Talks could lead to gambling special session

By Dara Kam, News Service of Florida

TALLAHASSEE, Fla. - After failing to reach consensus on gambling issues during the regular legislative session that ended this month, House and Senate leaders are considering a special session to address a potential agreement with the Seminole Tribe of Florida.

House Speaker Richard Corcoran and Sen. Bill Galvano, who will take over as Senate president in November, said Thursday evening that leaders in the two chambers are exploring options to seal a new deal with the tribe, possibly before the next fiscal year begins July 1.

Galvano, a Bradenton Republican who has taken the lead on negotiations with the tribe for the past several years, said he and incoming House Speaker Jose Oliva “are continuing to explore possibilities to resolve” a number of issues surrounding the complicated gambling issues.

The legislative negotiators are trying to strike a deal, called a “compact,” to replace a 2010 agreement between the state and the tribe.

One of the critical provisions of the 2010 deal, giving the tribe “exclusivity” over banked card games, such as blackjack, expired in 2015. That spawned a protracted legal battle and futile attempts by lawmakers to reach a new agreement.

The tribe pays the state more than $300 million a year for the exclusive rights to the card games and to operate slot machines outside of Broward and Miami-Dade counties. But controversial “designated player games,” which are played at pari-mutuel facilities, have put the payments in jeopardy.

A federal judge sided with the tribe in a dispute over whether the lucrative designated-player games breached the Seminoles’ exclusivity over offering banked card games. The tribe agreed to continue making payments to the state, and gambling regulators promised to “aggressively enforce” the manner in which cardrooms conduct the designated player games.

But a temporary deal between the state and the Seminoles, in which the tribe agreed to continue making the payments, expires Friday, sparking the push for a new round of negotiations.

“The Seminoles’ potential to completely walk away from the forbearance agreement jeopardizes the stability of the state budget. We will be forced to cut between $390 and $441 million in general revenue, or we will have to allow our reserves to be drained, which could jeopardize our state bond rating,” Corcoran said in a text message Thursday evening.
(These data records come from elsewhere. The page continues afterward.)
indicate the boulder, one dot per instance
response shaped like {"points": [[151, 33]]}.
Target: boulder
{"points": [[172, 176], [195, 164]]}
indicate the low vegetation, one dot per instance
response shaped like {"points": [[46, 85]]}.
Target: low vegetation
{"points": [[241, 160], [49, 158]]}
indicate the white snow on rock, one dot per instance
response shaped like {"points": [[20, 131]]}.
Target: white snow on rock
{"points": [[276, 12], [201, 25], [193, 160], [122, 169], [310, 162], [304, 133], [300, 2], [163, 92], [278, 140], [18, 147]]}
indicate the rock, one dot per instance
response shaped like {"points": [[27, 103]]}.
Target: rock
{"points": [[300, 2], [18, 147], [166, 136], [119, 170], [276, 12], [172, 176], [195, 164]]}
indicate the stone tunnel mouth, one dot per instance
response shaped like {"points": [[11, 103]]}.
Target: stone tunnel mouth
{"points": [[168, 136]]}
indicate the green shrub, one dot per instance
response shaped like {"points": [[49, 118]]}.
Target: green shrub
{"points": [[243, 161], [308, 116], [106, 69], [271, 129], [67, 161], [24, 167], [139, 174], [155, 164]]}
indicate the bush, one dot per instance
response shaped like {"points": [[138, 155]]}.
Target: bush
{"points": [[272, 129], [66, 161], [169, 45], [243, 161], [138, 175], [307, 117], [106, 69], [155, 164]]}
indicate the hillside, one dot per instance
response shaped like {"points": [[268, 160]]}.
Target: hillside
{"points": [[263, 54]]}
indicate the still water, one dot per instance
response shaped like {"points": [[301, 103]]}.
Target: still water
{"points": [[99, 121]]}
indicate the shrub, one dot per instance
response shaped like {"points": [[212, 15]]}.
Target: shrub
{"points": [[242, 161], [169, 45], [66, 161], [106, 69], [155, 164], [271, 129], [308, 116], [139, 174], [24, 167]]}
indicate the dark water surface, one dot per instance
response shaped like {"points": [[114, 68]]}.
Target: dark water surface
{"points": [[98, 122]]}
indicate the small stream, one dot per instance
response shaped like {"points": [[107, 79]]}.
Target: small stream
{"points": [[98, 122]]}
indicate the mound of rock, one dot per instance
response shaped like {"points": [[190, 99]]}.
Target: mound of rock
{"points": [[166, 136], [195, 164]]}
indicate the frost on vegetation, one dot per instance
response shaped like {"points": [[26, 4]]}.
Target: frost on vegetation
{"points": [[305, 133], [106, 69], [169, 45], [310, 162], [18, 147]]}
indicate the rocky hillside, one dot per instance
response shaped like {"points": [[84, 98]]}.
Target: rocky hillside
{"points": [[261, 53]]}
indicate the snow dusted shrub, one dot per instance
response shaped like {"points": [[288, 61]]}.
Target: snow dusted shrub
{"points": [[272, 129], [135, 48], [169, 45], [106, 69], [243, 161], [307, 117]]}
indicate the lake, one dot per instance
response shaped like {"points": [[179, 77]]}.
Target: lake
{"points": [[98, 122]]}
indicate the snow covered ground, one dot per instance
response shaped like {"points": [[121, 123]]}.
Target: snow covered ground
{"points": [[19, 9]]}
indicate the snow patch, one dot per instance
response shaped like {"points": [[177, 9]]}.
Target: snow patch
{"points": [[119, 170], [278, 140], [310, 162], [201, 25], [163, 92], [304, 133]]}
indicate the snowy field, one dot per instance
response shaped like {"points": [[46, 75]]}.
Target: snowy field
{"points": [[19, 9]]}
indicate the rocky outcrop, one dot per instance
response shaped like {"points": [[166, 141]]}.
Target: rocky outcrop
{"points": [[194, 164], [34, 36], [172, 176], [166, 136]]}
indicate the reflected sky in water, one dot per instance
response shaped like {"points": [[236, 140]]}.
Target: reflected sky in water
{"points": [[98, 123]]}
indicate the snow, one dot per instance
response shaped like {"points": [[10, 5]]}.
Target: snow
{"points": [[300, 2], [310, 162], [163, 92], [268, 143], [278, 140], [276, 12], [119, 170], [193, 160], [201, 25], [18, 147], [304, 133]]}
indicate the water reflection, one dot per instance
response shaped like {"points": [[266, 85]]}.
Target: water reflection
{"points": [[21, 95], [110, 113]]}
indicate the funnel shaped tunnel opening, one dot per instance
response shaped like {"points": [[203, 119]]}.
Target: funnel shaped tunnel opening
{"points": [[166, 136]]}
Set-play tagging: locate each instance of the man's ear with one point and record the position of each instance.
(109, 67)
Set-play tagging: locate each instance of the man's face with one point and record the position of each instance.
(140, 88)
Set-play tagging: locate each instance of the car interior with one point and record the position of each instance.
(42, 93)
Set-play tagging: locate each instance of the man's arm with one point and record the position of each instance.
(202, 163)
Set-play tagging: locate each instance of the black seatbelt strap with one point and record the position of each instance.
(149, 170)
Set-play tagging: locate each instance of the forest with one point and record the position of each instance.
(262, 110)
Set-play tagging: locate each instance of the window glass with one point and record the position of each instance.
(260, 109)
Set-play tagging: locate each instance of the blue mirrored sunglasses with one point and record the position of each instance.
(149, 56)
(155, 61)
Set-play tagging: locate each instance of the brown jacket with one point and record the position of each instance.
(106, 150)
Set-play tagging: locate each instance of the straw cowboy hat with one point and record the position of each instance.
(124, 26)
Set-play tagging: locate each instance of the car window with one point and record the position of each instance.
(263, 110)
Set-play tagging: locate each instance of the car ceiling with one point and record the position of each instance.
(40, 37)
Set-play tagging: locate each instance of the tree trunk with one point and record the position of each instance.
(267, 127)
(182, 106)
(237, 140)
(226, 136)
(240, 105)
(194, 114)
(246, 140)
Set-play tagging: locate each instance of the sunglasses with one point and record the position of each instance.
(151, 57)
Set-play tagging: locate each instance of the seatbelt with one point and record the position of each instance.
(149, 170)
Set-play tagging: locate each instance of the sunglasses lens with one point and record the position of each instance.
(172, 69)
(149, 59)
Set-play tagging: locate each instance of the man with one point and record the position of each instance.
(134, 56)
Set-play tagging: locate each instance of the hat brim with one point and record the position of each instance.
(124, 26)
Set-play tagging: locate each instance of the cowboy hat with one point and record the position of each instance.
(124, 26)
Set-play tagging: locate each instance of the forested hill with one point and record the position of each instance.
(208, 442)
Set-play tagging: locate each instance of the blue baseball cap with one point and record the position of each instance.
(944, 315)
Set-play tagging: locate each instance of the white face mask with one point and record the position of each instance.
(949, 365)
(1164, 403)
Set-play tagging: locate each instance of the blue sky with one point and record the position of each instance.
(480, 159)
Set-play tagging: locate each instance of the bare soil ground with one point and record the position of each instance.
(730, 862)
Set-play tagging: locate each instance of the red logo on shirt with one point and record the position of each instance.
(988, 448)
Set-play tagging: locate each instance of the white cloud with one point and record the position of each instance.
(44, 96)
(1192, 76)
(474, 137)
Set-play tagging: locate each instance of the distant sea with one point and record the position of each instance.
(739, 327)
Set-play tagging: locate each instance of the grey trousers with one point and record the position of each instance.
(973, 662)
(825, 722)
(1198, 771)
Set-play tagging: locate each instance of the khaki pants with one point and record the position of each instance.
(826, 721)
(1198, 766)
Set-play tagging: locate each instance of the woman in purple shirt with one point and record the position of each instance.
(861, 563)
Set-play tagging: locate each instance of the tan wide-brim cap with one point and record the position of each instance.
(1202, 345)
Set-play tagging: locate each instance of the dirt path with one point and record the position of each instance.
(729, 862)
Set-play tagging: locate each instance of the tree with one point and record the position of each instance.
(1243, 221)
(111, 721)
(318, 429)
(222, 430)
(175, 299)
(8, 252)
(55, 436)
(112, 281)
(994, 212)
A special session, if it were to happen, would “ideally” take place before the July 1 start of the fiscal year, Galvano told The News Service of Florida.

Legislative leaders will likely make a decision on whether to hold a special session “within a week to 10 days,” Galvano said.

Lawmakers also are anxious to finalize an agreement with the tribe before November, when voters will decide on a proposed constitutional amendment that would give voters control over future gambling expansions. Those decisions are now largely the purview of the state Legislature.